Modern research dates the origin of wheat to 10,000 years ago in Turkey, Syria, and Lebanon, Levant, Israel, Egypt, and Ethiopia. Grains of einhorn wheat were found at sites in the Fertile Crescent, meaning wheat was first domesticated in the Stone Age. The Fertile Crescent (named for its shape) refers to an area between the Mediterranean Sea and the Persian Gulf in the Middle East. Europeans brought wheat with them to North America along with their Manifest Destiny doctrine and industrialization. Actually, the settlers used flour as a treaty annuity in the 1800s. Wheat is not maize, sometimes called “Indian corn.” Maize (mahiz) is of the Cuban-Spanish language further taken from the Taino/Arawak people of the Caribbean Islands area. My adopted brother, Errol “Scotty” Brown Eyes once relayed his meeting with some Minnesota natives. He remembered his elder relatives talking about this but didn’t know if it actually happened. However, in view of the new government’s hostile nature toward “Indians,” combined with the fact that our ancestors could no longer hunt or forage for their food, it could very well have happened. He was trying to explain the reality that fry bread is not a traditional food. The government used flour as a treaty annuity in the 1800s and in one instance the flour, being stored improperly, became infested with weevil larvae. Natives, not having much else to eat, fried the flour dough in hot lard to kill the parasites. Thus, “fried bread” came into existence. The Great Plains Lakota call it “wigli un kagapi (made with lard). I challenge anyone to check your usual grocery items and count those that have wheat or flour as a primary ingredient. Its high carbohydrate content actually clashes with our ancestor’s ancient oil-less high protein paleo-diet. In other words, our ancestors never used cooking oil the way we do now.

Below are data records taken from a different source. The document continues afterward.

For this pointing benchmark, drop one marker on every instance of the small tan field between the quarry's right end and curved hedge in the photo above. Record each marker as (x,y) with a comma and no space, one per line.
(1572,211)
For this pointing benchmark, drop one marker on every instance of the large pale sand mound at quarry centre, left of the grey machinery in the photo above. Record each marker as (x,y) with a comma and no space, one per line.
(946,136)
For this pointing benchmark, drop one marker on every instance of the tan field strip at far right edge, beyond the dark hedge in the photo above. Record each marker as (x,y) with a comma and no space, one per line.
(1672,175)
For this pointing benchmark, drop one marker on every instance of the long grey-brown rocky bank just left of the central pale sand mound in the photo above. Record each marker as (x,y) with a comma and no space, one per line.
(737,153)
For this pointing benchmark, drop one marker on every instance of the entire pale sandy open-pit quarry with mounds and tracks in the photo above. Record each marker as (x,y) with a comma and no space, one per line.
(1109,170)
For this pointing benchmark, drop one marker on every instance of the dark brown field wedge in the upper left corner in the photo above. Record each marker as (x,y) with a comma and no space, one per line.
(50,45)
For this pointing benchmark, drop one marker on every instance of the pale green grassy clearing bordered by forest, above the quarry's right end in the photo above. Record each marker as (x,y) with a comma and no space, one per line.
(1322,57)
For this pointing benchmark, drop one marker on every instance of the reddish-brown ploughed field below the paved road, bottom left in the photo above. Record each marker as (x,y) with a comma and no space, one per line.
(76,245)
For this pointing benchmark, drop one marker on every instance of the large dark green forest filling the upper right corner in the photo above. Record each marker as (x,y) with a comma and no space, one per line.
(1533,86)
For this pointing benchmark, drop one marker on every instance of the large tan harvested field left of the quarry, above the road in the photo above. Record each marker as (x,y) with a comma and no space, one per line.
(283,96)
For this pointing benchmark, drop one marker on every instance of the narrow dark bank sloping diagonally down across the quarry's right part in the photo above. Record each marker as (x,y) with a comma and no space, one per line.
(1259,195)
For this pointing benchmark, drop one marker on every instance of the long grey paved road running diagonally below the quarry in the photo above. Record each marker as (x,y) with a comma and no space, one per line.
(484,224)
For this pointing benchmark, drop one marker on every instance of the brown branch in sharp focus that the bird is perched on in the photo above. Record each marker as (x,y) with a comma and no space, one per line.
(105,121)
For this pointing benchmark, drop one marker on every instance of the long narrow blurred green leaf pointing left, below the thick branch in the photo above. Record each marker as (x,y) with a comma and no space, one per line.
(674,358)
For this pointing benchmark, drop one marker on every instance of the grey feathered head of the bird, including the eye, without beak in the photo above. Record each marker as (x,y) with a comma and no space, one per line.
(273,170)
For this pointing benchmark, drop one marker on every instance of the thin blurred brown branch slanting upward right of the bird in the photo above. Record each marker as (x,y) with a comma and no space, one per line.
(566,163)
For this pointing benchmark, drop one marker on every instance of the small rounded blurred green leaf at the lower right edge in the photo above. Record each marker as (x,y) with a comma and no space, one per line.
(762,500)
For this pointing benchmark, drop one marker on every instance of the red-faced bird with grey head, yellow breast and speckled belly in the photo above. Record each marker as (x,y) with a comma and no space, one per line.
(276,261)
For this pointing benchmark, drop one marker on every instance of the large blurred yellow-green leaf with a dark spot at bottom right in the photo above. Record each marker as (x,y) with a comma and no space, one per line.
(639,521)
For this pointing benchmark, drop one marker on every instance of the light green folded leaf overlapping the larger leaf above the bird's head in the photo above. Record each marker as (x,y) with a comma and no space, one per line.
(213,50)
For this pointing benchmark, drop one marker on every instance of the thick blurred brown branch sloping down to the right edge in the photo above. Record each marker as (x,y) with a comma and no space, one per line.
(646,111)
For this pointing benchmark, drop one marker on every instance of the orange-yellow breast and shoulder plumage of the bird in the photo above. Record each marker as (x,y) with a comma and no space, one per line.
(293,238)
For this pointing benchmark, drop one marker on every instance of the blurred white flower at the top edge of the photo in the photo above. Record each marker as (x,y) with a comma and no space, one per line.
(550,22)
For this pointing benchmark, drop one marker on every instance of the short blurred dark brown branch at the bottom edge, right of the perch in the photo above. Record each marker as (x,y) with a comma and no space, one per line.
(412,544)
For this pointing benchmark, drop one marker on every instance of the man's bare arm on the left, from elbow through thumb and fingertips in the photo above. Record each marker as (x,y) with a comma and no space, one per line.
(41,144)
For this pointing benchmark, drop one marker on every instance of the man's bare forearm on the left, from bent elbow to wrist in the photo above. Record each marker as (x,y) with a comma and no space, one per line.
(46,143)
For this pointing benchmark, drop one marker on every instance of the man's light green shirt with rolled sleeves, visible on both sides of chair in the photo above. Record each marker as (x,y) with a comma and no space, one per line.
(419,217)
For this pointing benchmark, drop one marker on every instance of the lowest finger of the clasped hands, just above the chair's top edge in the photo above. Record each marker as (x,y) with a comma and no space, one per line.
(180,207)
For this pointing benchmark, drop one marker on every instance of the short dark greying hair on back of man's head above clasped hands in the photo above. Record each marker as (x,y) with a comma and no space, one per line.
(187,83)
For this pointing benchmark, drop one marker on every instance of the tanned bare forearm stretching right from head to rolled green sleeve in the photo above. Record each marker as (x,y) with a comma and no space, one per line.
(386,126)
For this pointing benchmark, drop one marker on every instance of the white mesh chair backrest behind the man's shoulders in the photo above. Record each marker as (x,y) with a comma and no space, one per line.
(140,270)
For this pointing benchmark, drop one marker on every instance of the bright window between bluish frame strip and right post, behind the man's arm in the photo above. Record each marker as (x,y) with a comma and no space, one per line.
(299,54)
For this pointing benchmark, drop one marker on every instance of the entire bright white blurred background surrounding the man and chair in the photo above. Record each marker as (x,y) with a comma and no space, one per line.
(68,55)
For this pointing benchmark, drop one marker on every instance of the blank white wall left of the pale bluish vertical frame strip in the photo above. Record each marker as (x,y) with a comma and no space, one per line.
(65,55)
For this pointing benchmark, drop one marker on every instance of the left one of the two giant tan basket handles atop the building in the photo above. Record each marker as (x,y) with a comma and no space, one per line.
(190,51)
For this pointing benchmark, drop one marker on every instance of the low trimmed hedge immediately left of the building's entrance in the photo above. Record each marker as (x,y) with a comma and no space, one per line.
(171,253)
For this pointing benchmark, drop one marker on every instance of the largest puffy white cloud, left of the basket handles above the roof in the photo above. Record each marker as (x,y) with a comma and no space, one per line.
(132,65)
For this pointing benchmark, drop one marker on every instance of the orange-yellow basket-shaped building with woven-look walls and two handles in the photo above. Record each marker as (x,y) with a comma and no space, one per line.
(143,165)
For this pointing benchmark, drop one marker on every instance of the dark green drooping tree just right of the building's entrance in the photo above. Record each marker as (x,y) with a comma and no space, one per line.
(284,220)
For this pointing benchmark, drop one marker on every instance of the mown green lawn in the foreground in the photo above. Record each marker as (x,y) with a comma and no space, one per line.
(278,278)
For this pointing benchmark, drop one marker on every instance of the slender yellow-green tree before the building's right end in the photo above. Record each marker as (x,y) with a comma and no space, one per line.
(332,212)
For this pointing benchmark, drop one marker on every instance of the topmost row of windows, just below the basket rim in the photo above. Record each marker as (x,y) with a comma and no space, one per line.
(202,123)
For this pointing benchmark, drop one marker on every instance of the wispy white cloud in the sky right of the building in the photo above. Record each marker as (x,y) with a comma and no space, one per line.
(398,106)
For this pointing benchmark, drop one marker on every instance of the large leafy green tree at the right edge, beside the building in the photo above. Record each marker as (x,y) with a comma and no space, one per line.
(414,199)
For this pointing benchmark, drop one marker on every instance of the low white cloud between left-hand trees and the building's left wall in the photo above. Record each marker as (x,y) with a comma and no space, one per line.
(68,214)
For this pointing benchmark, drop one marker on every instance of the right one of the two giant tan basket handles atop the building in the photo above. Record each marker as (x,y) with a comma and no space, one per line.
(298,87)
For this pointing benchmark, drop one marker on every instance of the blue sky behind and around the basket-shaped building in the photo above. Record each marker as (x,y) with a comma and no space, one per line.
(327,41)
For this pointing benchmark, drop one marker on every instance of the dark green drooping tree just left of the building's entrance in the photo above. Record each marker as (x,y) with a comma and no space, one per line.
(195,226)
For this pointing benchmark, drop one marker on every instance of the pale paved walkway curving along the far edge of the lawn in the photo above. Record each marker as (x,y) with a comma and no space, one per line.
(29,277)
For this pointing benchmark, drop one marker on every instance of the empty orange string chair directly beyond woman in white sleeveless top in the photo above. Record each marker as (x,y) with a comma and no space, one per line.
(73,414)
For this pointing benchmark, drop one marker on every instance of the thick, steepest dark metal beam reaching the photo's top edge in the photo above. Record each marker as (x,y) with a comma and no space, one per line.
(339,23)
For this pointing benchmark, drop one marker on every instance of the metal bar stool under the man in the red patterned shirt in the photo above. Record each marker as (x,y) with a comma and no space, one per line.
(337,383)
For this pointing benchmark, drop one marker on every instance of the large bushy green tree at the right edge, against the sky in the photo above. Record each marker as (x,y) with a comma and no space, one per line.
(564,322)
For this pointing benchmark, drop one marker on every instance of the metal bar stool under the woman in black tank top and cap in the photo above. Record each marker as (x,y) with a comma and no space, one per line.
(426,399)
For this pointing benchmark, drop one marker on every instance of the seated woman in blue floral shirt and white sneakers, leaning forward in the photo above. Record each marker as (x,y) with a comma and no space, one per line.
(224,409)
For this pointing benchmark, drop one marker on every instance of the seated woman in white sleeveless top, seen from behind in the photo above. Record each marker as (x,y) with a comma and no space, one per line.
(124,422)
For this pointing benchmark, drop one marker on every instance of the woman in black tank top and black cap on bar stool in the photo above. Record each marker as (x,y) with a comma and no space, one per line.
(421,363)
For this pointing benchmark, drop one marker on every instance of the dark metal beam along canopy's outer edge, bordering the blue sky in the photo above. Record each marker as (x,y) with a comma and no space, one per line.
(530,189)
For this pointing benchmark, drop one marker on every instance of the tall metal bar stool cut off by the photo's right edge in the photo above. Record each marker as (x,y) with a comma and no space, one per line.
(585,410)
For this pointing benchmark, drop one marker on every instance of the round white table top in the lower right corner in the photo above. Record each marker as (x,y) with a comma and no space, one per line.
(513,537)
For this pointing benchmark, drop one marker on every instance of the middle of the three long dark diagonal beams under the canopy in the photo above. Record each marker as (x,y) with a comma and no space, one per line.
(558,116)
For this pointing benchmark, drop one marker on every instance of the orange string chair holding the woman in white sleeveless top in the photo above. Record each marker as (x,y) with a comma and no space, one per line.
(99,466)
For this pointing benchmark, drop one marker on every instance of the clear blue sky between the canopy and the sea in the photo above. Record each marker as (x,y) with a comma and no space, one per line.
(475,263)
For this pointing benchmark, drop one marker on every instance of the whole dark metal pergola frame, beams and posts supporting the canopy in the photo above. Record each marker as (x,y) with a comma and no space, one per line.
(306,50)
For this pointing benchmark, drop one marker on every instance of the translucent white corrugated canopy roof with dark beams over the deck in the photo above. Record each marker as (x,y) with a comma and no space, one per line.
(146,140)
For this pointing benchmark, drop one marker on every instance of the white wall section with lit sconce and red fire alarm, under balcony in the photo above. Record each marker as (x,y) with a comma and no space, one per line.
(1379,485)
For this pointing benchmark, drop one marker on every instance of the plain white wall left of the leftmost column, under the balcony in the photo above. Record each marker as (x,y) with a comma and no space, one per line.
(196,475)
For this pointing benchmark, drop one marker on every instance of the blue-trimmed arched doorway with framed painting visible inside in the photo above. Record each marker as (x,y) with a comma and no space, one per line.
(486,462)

Star Comes Out. Photo courtesy Native Sun News
Sugar, another unnatural food product, has been added to our indigenous diet. Modern-day refined sugar is basically high in carbohydrates without the important vitamins and minerals. Interestingly, both European and indigenous fruits contain natural carbohydrates in the form of fructose with the vitamins and minerals. The European migration process decrees that native fruits are “wild” and of poor quality. Our ancestors never ever consumed an animal’s milk. They believed the milk is for offspring. Lactose is a natural sugar found in milk. However, the pasteurization or purification process greatly reduces the vitamins and minerals and leaves a high fructose content. Tomorrow morning, as you sit down to your favorite bowl of dry cereal, I encourage you to think about what you are about to consume. Dry cereal is mostly wheat by-products and the milk has lactose (minus vitamins) while sugar has pure carbs. Most likely, these items have contributed to our widespread instances of obesity and diabetes. Someone retorts, “Explain the Hahatunwan (Ojibwe) and other eastern woodland nations who still make sugar (iswibaakwa-togan: sugar-bushing) from maple tree sap!” The tree sap is boiled until it thickens to the consistency of syrup. The longer it is boiled, the more it becomes granulated. This naturally processed syrup contains fructose and other essentials. The industrial refining process took this and produced refined sugar with additives to increase “shelf-life.” Sugar has a high number of calories with little dietary fiber, protein, vitamins, or minerals. Refined sugar is categorized with “junk food.” Also, foods prepared with saturated fat, like butter, cheese, dairy products, including sausage, and pizza, fit into this category. Eat in moderation!